I've always loved papercuts, or scherenschnitte, and even more so since I found the breathtaking creations on Elsa Mora's blog The Heart Of Papercutting a while ago. I had no idea how easy they are to do yourself until I found the Free Template Tuesday series on Cindy Ferguson's blog this week and thought why not try it? Between the two blogs I borrowed (I hope that's OK since I won't be selling them and I'll more than give credit for the sources) all these patterns I've cut in the last few days.

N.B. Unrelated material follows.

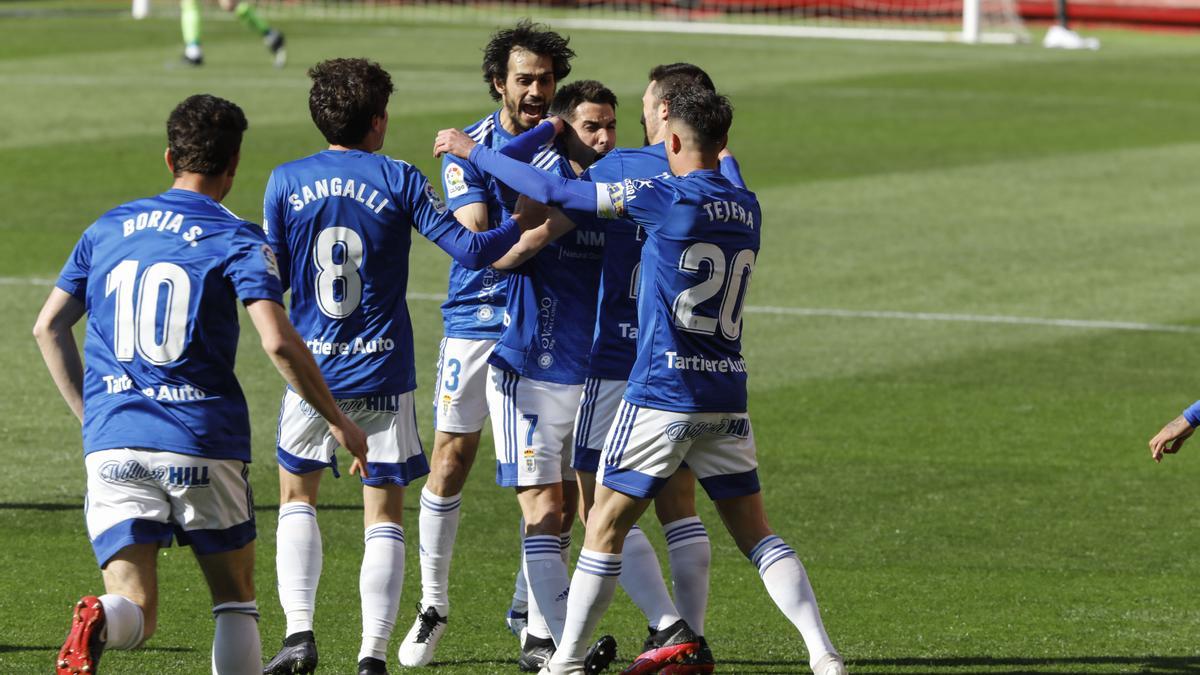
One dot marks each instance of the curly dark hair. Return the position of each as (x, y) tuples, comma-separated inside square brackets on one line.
[(346, 95), (531, 37), (204, 135), (670, 78), (577, 93), (707, 113)]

I seem to do very well with tedious tasks. In junior high I was very into making Ukrainian Eggs - an utterly useless and very very time consuming craft. I kind of like stuffing envelopes for mailings. I didn't mind folding hundreds of napkins as a server. I had a feeling that scherenschnitte would be right up my rote alley. These papercut patterns are not hard, they're just time consuming.

I'm behind on boy baby gifts, so I picked mostly boy themed patterns to start with.

The materials required are a self healing cutting mat and an x-acto knife with #11 blades, and of course the paper with the design printed onto it. All in all the cost for supplies came in at around $16.

The cost to my back, however, is another story. The accumulated hours spent hunched over each one of these in the last two days leave me feeling, well, in a lot of pain. Yet the addictive fun of it leaves me contemplating ibuprofen so that I can do just one or two more. That is only impressive if you realize that I hate taking ibuprofen and hardly ever do.

Another thing I'm doing this weekend, when my back absolutely needs a break, is reading the wonderful book Ina May's Guide to Childbirth in preparation for aforementioned birth that will hopefully take place this weekend.

I'm also watching movies Zeb has no interest in such as The Triplets of Belleville which is very delightful and quirky.

I'm also practicing low light/night photography, for aforementioned birth, and many of these photos are the result of my practice. I'm very pleased with what that camera can do in low light without a flash. If it's even possible, I'm even more in love with that camera than before.

I should probably also scrub that moldy grout in the shower this weekend. But I probably won't.

Monday, August 10, 2009


A little while ago Summer posted a mosaic of photos from her home and challenged others to do the same. You've seen corners of my home before but here are more (I'm back to my Fuji FinePix with these, though there are more of the Canon photos coming soon).

I really love our home right now. We've been about to move for years now and all of a sudden we've decided to stay for a while. So I got out some pictures I'd been saving and I hung them, I got a magic eraser to at least scrub the scuff marks off the dingy walls, and I'm even thinking of doing some re-grouting in the moldy shower. This has been the only home the two of us have made together so far, and the day we give it up will be, in some ways, a close to this first stage of our lives. So I'm glad to stay for now. The whole house and all the furniture lean toward the East, the sea, and when the weather changes the building smells like mildew or cats, depending on the season. The wood floor has a few several inch holes (into which I've been known to sweep the dust pile) and they say that George Washington slept here. There are tall ceilings and huge windows and for those I can forgive the lack of dishwasher, air conditioning, hot water in the shower, laundry, and the leak in the roof. Everything we own was gathered for these specific rooms so it feels like this little apartment has had more say in shaping our 'home' than I have. At any rate, it's my favorite place in the world, as long as the boy's here, and we're settling in.

(Please, others, share corners of your home? Summer pointed me to Big Huge Labs to make the mosaic, so fun!)